I'm going for the sensational in the headline, but it's part of the story's intro, too: The New York Times reports on some early uses of the city's $500m wireless network designed for non-public uses. The network uses UMTS over licensed spectrum specifically devoted the city's municipal and public safety purposes.
One of the projects leaders uses terms that should warm every New Yorker's heart, if he or she knew what they meant. IT head Paul Cosgrave says the system will overcome silos, an often disparaging term for the separation of resources across groups that can only expensively be overcome. It's the government and business equivalent of the academic problem of a lack of cross-discipline focus.

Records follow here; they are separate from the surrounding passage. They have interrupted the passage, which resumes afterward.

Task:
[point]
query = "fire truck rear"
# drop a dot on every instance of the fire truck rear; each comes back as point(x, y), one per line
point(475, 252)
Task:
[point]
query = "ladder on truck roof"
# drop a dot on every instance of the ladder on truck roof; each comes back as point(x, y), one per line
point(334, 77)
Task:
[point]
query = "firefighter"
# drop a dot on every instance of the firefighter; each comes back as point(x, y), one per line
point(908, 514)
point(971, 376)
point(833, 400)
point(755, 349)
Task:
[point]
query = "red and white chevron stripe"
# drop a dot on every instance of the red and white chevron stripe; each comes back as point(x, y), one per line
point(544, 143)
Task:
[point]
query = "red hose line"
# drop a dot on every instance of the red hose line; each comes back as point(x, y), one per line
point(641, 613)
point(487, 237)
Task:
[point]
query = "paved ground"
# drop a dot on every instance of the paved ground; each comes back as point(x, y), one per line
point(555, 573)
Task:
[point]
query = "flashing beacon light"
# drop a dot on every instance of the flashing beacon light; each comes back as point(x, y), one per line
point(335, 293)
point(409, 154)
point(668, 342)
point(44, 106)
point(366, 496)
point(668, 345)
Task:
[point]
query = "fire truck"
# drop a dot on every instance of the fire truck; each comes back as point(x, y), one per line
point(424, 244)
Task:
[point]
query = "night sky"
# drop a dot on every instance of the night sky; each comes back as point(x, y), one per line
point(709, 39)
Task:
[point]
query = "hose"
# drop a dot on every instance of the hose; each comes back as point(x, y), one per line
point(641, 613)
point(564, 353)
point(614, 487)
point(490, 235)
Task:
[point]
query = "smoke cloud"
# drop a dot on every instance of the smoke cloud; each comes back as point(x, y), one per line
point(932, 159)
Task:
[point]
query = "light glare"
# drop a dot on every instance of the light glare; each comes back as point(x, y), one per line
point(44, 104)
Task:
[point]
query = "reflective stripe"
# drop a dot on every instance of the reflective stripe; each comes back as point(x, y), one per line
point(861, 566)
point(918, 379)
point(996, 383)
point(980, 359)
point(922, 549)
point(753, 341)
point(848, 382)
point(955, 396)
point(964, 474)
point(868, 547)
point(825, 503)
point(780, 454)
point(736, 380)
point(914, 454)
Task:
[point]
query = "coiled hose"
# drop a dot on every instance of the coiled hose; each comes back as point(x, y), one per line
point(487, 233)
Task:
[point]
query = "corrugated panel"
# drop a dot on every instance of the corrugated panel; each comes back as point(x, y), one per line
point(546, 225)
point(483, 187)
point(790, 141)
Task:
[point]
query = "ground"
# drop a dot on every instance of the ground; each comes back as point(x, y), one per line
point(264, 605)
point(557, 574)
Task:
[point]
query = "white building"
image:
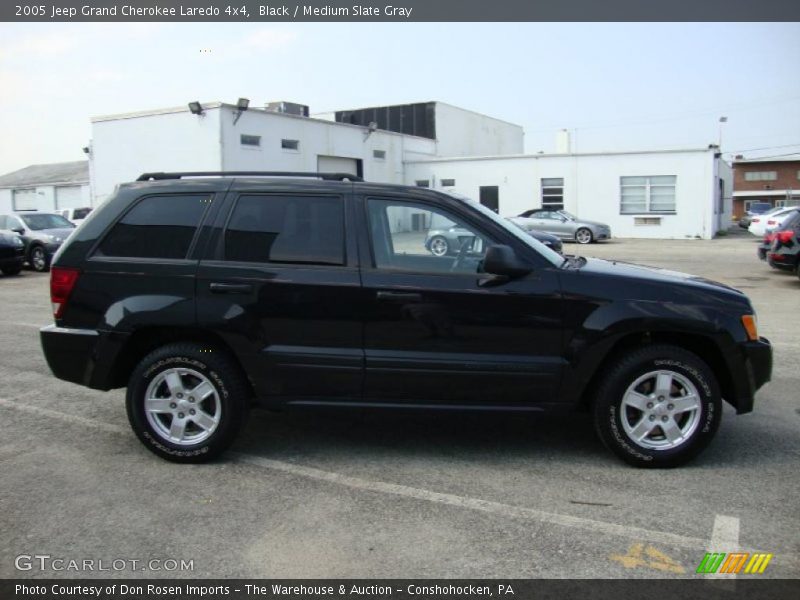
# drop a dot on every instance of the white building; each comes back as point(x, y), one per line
point(666, 194)
point(224, 138)
point(650, 194)
point(47, 187)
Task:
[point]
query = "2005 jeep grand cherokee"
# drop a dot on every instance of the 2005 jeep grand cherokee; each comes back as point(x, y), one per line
point(205, 293)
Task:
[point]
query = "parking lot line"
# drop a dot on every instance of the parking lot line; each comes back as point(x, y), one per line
point(725, 534)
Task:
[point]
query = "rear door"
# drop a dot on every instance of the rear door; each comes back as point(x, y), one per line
point(280, 283)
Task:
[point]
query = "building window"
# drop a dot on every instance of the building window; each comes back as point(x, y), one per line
point(290, 144)
point(654, 194)
point(760, 175)
point(553, 193)
point(250, 140)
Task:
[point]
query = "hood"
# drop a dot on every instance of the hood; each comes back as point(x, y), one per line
point(654, 275)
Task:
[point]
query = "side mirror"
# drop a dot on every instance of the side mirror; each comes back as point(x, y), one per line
point(503, 261)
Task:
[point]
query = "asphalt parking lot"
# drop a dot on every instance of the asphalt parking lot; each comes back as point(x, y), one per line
point(374, 494)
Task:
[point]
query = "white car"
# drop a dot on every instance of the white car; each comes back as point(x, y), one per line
point(75, 215)
point(760, 224)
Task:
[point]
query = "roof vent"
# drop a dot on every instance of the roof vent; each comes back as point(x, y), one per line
point(288, 108)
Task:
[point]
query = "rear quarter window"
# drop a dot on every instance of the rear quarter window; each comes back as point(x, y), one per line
point(156, 227)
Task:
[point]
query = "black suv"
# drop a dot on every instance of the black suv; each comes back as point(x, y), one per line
point(204, 293)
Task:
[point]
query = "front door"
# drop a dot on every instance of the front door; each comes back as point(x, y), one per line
point(432, 334)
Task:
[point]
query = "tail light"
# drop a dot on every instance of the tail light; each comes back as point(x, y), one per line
point(62, 280)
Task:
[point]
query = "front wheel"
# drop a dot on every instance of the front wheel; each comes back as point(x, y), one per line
point(658, 406)
point(186, 403)
point(584, 236)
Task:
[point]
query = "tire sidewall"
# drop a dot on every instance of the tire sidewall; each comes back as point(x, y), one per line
point(231, 406)
point(608, 411)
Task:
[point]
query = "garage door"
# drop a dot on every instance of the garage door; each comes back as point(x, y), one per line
point(68, 197)
point(25, 200)
point(338, 164)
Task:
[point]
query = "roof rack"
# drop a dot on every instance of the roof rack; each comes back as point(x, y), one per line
point(179, 175)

One of the first applications allows sanitation workforce managers a frighteningly precise amount of knowledge about routes, activities, and behavior of trucks in their territory. Let's hope that's not misused! Efficiency is one thing; micro-management is another.

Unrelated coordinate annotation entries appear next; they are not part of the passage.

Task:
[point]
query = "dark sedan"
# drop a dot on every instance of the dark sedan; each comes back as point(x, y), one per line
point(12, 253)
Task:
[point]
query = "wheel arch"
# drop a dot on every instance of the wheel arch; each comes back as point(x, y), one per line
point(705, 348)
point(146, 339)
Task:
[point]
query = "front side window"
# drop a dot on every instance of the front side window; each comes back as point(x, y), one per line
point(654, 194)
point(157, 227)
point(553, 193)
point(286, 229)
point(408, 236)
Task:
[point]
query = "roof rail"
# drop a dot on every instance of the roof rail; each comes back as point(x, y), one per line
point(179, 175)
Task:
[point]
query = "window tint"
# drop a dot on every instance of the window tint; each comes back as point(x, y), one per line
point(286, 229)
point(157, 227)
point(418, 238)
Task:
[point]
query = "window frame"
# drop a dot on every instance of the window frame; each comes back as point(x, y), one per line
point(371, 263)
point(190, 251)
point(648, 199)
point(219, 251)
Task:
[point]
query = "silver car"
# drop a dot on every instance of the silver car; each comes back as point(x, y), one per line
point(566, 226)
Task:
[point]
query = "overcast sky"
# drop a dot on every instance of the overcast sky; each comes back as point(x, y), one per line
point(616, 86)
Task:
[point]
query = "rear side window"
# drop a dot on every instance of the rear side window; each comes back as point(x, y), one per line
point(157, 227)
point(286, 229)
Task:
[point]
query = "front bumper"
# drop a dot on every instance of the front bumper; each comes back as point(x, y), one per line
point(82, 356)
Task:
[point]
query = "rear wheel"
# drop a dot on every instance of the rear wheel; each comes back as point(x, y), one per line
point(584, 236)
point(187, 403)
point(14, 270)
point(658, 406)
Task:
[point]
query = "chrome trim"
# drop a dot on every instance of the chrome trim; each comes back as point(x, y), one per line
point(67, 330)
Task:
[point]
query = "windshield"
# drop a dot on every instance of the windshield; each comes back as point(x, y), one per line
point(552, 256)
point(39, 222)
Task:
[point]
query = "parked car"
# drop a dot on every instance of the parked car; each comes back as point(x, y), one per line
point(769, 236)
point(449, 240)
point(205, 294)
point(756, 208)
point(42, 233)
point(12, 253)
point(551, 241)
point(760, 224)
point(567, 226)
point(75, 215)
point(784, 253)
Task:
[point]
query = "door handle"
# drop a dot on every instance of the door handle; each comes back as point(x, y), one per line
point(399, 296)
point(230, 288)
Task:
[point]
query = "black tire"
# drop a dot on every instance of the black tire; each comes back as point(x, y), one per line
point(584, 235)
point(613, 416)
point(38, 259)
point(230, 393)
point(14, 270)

Another project is testing wireless water-meter reading. The city hopes to spend $90 per meter for the upgrade and shed part of a $12.2m contract with Con Edison that covers 850,000 units. What should be useful about this is that problems can be detected by monitoring waterflow patterns, which in turn allows the often huge problems that take months to notice (occurring underground or in basements where rivers formerly flowed) to be stopped before they turn into multi-million-dollar problems for property owners or the city. Anytime anything happens in Manhattan, it's a multi-million dollar problem.